|
Nasional
Visum Munir Keluar Pekan Ini
Rabu, 22 September 2004 | 17:50 WIB
TEMPO Interaktif, Jakarta: Hasil visum almarhum aktivis HAM Munir yang meninggal dalam perjalanan dari Indonesia ke Belanda pada Selasa (7/9) lalu akan diberikan pada pihak keluarga Kamis atau Jumat pekan ini. Hal ini diungkapkan juru bicara Kedutaan Besar Republik Indonesia di Den Haag, Belanda, Elias Ginting kepada Tempo melalui saluran telepon internasional, Rabu (22/9).
"Saat dihubungi tadi pagi, pihak Kementerian Luar Negeri Belanda menjanjikan hasil akan diberikan Kamis atau Jumat," ujar Elias.
Munir meninggal dalam perjalanan di dalam pesawat Garuda Indonesia Airlines GA-974 sekitar 2 jam ketika pesawat akan mendarat di Bandara Schiphol, Amsterdam. Munir berangkat dari Jakarta 6 September 2004, pukul 21.55 WIB menuju Amsterdam untuk melanjutkan kuliah S2 Hukum Humaniter di Universitas Utrecht, Belanda.
Sementara itu, Koordinator KONTRAS Usman Hamid membenarkan keterangan KBRI. "Namun sejauh ini pihak keluarga belum dihubungi lagi," ujarnya.
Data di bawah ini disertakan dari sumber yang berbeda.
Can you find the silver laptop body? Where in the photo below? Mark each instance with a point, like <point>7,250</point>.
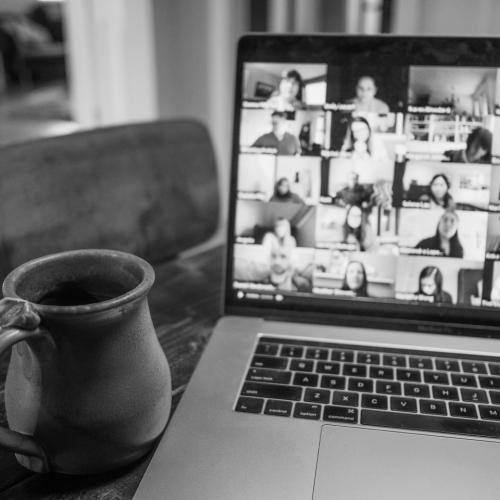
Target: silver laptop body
<point>358,356</point>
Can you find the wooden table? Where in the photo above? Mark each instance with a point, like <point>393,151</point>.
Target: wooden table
<point>185,303</point>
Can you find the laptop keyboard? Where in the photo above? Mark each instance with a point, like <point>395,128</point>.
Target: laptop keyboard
<point>367,385</point>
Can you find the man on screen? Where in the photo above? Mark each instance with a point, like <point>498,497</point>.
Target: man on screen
<point>365,100</point>
<point>279,138</point>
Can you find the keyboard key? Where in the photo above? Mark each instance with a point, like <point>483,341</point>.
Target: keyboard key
<point>374,401</point>
<point>463,380</point>
<point>317,396</point>
<point>489,382</point>
<point>494,368</point>
<point>403,404</point>
<point>249,405</point>
<point>360,385</point>
<point>355,370</point>
<point>463,410</point>
<point>368,358</point>
<point>317,353</point>
<point>300,365</point>
<point>474,395</point>
<point>278,408</point>
<point>433,407</point>
<point>408,375</point>
<point>382,372</point>
<point>303,410</point>
<point>495,397</point>
<point>264,375</point>
<point>388,387</point>
<point>436,378</point>
<point>430,423</point>
<point>340,355</point>
<point>308,379</point>
<point>268,362</point>
<point>267,349</point>
<point>417,390</point>
<point>422,363</point>
<point>489,412</point>
<point>333,382</point>
<point>272,391</point>
<point>345,398</point>
<point>327,367</point>
<point>447,365</point>
<point>395,360</point>
<point>340,414</point>
<point>291,351</point>
<point>439,392</point>
<point>473,367</point>
<point>345,356</point>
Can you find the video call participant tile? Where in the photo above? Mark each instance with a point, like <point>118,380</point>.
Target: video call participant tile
<point>438,281</point>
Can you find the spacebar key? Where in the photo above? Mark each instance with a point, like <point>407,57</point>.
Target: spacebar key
<point>412,421</point>
<point>273,391</point>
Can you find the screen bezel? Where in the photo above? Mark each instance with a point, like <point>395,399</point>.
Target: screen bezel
<point>314,49</point>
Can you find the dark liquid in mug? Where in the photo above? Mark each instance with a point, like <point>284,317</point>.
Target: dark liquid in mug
<point>74,293</point>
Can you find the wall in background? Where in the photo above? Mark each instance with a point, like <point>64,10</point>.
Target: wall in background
<point>112,71</point>
<point>446,17</point>
<point>15,5</point>
<point>195,45</point>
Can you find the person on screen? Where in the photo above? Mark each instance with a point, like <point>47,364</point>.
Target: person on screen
<point>288,96</point>
<point>358,138</point>
<point>283,193</point>
<point>355,279</point>
<point>495,291</point>
<point>279,138</point>
<point>356,229</point>
<point>365,100</point>
<point>439,192</point>
<point>281,236</point>
<point>446,238</point>
<point>478,148</point>
<point>430,284</point>
<point>354,193</point>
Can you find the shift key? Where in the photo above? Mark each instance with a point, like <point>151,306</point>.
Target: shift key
<point>270,362</point>
<point>273,391</point>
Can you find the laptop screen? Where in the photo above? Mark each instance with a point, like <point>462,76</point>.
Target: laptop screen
<point>366,176</point>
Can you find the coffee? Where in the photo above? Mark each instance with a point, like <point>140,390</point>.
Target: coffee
<point>78,293</point>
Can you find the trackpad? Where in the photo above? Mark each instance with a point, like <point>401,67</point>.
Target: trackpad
<point>362,463</point>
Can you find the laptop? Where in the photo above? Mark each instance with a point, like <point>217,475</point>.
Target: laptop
<point>359,353</point>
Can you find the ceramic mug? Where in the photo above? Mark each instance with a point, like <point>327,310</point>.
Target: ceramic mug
<point>88,387</point>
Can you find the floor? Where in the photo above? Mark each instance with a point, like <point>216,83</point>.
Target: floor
<point>38,112</point>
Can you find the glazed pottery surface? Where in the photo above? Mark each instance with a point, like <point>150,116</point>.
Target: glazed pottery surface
<point>88,387</point>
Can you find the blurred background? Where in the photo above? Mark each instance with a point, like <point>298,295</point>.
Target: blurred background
<point>67,65</point>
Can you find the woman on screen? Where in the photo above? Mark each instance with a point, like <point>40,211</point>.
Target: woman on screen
<point>478,148</point>
<point>358,138</point>
<point>356,229</point>
<point>430,284</point>
<point>281,236</point>
<point>283,193</point>
<point>446,238</point>
<point>439,188</point>
<point>288,97</point>
<point>355,279</point>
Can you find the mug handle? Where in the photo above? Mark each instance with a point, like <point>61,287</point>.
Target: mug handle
<point>18,322</point>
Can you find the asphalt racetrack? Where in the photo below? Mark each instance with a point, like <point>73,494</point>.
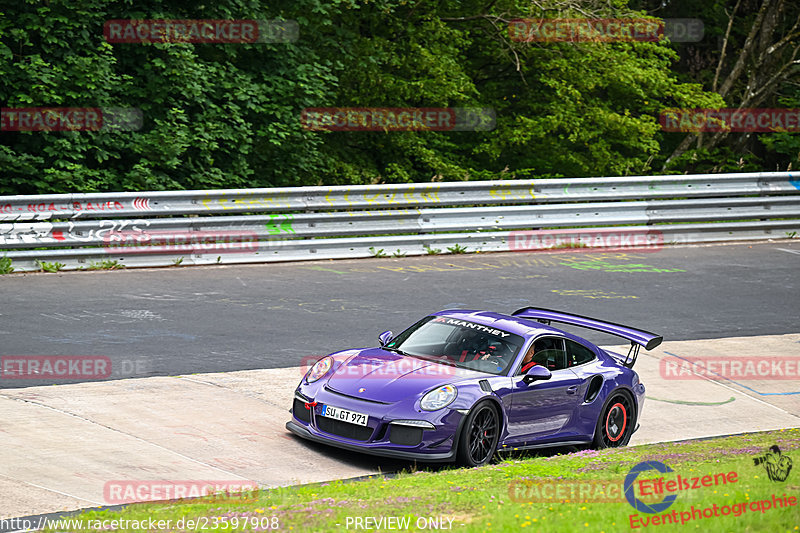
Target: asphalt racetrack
<point>175,321</point>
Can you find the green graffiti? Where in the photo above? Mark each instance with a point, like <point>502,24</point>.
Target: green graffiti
<point>276,225</point>
<point>681,402</point>
<point>610,267</point>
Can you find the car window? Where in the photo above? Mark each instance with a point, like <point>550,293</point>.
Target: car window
<point>461,343</point>
<point>578,354</point>
<point>548,352</point>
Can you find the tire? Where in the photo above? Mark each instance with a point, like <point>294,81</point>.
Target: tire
<point>615,425</point>
<point>479,436</point>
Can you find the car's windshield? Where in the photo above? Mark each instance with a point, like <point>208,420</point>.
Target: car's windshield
<point>460,343</point>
Hingga visum diperoleh, keluarga aktivis HAM tersebut masih beranggapan kematian Munir wajar karena suatu penyakit. Namun yang hingga saat ini disayangkan oleh rekan maupun keluarga, kata Usman, adalah masih belum jelasnya kronologis kejadian sejak sakitnya Munir hingga almarhum menghembuskan napas terakhir. "Ada beberapa cerita, tapi kami belum mendapatkan detail kejadiannya," tambahnya.
Pihak Garuda yang merupakan penanggung jawab, menurutnya kurang waspada. "Pihak otoritas Schipol pernah menceritakan pada saya mengenai standar darurat di maskapai KLM Belanda, misalnya kalau ada ibu akan melahirkan atau orang sakit, pesawat bisa mendarat di tempat terdekat. Tapi kenapa hal tersebut tidak dilakukan Garuda saat kasus Cak Munir, saya tidak tahu," ujarnya.
Sedangkan saat pemeriksaan oleh otoritas bandara Schipol, lanjut Usman, pihak KBRI maupun Garuda tidak diperkenankan masuk. "Sebenarnya aneh juga, tapi itu kewenangan baik otorita bandara maupun penyidik," ucapnya.
Oleh karena itu hingga saat ini pihak keluarga belum mendapatkan informasi yang memuaskan. "Tapi sejauh ini pihak keluarga sendiri, baik mbak Suci (istri Munir) dan keluarga yang lain ikhlas dengan kematian almarhum," tegasnya.